Methods: Diabetes was induced by the administration of streptozotocin for eight weeks. Corpora cavernosa were isolated in organ baths for measurement of agonist-evoked or electrical field stimulation (EFS)-evoked smooth muscle tensions.

Results: The neurogenic relaxation of phenylephrine (7.5 µM) precontracted isolated corporal strips was impaired in diabetic animals. Anandamide (0.3, 1 and 3 µM) enhanced the relaxant responses to EFS in diabetic strips in a dose-dependent manner. This effect was antagonized by either the selective cannabinoid CB1 receptor antagonist AM251 (1 µM) or the selective vanilloid receptor antagonist capsazepine (3 µM). Concurrent administration of partially effective doses of L-arginine (10 µM) and anandamide (0.3 µM) exerted a synergistic improvement in EFS-induced relaxation of diabetic strips (p<0.001).

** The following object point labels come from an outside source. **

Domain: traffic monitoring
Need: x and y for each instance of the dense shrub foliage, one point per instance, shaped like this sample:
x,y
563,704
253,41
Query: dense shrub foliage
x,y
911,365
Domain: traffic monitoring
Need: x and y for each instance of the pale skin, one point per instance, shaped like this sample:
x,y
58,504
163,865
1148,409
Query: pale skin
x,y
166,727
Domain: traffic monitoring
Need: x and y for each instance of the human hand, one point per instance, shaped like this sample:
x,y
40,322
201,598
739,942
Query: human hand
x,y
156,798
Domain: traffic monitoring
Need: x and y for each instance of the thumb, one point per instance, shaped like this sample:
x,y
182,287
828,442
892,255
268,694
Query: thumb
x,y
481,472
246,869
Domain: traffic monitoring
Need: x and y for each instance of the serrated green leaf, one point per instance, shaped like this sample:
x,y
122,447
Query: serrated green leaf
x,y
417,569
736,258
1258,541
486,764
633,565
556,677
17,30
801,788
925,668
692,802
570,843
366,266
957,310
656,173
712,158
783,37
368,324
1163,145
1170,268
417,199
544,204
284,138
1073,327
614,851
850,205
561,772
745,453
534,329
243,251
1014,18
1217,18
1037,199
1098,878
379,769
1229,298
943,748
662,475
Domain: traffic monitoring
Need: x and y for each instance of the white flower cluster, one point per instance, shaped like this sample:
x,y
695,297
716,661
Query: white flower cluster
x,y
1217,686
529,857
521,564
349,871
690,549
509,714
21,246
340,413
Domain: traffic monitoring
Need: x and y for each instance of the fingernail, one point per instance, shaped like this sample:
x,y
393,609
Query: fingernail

The relaxant responses to the nitric oxide donor sodium nitroprusside of the subjects in the diabetic and control groups were similar.

Conclusion: For the first time, we demonstrated that acute administration of an endogenous cannabinoid, alone or in combination with L-arginine could improve the NO-mediated relaxation of cavernosal smooth muscle in diabetic rats and this effect was mediated by cannabinoid CB1 and vanilloid VR1 receptors within the tissue.